Diamonds         99.52684
Titanic          99.63650
Iris             99.10989
Heart Disease    99.31627
Loan Default     97.96728
dtype: float64

14. nlargest、nsmallest


diamonds.nlargest(5, "price")

15. idmax、idxmin

when we use or using a column axis, the maximum/minimum value is returned. but i don’t need a specific value now, i need the position of this maximum value. because many times it is necessary to lock the position and then operate on the entire row, such as single to bring up or delete, so this requirement is still very common.maxminpandas

use and can be solved.idxmaxidxmin

>>> diamonds.price.idxmax()

>>> diamonds.carat.idxmin()

16. value_counts

when it comes to data exploration, it is a function that is used very often, it does not count null values by default, but null values are often also very concerned about us. if you want to count null values, you can set the parameter to .value_countsdropnaFalse

ames_housing = pd.read_csv("data/train.csv")

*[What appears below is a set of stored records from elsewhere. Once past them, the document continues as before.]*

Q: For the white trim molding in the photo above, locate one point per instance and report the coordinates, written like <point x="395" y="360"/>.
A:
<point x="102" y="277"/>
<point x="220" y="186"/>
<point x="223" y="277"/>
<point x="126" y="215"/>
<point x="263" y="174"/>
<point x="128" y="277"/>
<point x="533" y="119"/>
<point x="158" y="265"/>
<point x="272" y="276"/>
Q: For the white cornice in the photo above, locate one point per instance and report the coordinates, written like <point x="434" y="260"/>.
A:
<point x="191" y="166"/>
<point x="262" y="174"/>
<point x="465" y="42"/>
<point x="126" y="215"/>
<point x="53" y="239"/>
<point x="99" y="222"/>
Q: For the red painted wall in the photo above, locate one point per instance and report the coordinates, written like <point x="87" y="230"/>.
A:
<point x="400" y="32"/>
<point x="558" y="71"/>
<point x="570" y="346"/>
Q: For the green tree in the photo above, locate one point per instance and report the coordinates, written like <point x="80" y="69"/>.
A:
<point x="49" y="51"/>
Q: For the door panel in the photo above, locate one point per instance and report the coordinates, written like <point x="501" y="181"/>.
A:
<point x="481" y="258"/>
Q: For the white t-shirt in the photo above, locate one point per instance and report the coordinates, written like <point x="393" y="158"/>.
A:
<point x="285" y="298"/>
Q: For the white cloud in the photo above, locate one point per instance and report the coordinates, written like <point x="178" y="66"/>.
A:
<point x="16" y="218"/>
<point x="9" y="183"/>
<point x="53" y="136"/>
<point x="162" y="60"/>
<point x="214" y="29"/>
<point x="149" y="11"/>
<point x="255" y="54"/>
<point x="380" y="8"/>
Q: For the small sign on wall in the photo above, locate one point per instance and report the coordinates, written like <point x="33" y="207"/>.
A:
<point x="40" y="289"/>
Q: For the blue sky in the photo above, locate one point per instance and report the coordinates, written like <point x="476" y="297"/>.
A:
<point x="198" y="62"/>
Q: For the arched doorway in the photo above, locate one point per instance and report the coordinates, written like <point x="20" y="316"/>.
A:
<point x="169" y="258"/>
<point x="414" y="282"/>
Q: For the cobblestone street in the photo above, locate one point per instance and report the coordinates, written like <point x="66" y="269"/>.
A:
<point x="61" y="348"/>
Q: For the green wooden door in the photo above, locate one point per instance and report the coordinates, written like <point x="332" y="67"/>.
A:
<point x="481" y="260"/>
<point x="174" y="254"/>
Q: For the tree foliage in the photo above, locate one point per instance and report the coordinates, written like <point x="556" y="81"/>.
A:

>>> ames_housing["FireplaceQu"].value_counts(dropna=False, normalize=True)

NaN    0.47260
Gd     0.26027
TA     0.21438
Fa     0.02260
Ex     0.01644
Po     0.01370
Name: FireplaceQu, dtype: float64

17. clip

outlier detection is a common practice in data analysis. functions make it easy to find outliers outside the range of variables and replace them.clip

>>> age.clip(50, 60)

18. at_time、between_time

these two functions are super useful when the time granularity is relatively fine. because they can perform more granular operations, such as filtering a certain point in time, or a certain range of time, etc., they can be refined to hours and minutes.

>>> data.at_time("15:00")
from datetime import datetime

>>> data.between_time("09:45", "12:00")

19. hasnans

pandasprovides a quick way to check if a given series contains a null value.hasnans

series = pd.Series([2, 4, 6, "sadf", np.nan])

>>> series.hasnans

this method is only suitable for structures.series

20. GroupBy.nth

this feature is only available for objects. specifically, after grouping, return the nth row for each group:GroupBynth

>>> diamonds.groupby("cut").nth(5)



[2], once again, give you Amway under “In-depth And Simple Pandas: Using Python for Data Processing and Analysis”, a classic of pandas learning, superb! The knowledge related to pandas is particularly complete and detailed, and the last chapter also has a large number of practical projects and cases, and it is recommended to start a book. More information and table of contents can be found at the links below.